Policy commitments in this area were no more comforting. A Cameron government would famously "share the proceeds of growth", but this commitment is transparently opaque. Saying nothing about how periods of zero or negative growth would be treated, in periods of positive growth it pledges only that the state won't lay claim to every single extra penny. Passport voucher systems for pupils and hospital patients were to be dropped at least until after elusive improvements could be shown in the public sector.
Those who have been taken aback by the reported comments from Boles and Letwin should realise they are following on closely from what Cameron himself said from May onwards.
Whether or not they wanted David Cameron to be Tory leader, most Conservatives accepted that with his expected victory would come challenges to some of their dearly-held principles. Many grudgingly welcomed it as a necessary move towards the electorate. What is ironic is the picture emerging of which principles have been most clearly jettisoned.

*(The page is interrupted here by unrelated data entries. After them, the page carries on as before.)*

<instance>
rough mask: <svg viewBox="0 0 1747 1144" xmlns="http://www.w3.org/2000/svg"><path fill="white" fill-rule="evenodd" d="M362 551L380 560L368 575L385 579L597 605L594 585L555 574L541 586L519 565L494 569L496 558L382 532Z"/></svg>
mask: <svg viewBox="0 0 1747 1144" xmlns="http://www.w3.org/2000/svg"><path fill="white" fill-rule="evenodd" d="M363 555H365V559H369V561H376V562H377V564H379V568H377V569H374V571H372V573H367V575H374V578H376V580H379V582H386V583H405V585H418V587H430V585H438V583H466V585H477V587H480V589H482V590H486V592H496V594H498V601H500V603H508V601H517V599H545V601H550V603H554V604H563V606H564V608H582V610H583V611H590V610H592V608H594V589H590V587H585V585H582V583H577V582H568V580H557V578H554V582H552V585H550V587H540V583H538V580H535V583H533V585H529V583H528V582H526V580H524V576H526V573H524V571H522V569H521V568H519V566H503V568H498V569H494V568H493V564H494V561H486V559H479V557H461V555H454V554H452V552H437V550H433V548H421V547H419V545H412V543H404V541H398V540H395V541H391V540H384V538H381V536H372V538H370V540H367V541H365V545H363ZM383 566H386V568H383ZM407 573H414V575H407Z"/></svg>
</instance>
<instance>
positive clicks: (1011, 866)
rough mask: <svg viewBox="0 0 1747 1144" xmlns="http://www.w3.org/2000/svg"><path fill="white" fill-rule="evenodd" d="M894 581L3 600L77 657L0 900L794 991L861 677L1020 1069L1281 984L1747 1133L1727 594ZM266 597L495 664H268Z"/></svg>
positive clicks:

Attitudes to America and Iraq have been essentially neoconservative - a label many in Cameron's camp accept with pride. The party's intense interest in Europe has been indulged and eurofederalist conservatives on both sides of the English Channel slighted. Most surprisingly, the candidate from Notting Hill appears to be a convert to Easterhouse social conservative claims that insofar as Tories were seen as 'the nasty party', it wasn't because they were obsessively judgemental about social issues, but because they were seen as interested only in making money, indifferent to social breakdown and the millions left behind - a reputation likely to be confirmed rather than repudiated by a commitment to social libertarianism.
Three weeks in, the chief casualty from the traditional conservative package looks to be the small state, low tax view. In policy terms, the biggest losers in the Cameron-lead party may turn out to be the socially liberal, fiscally conservative Notting Hill Tories who backed him with least reservation.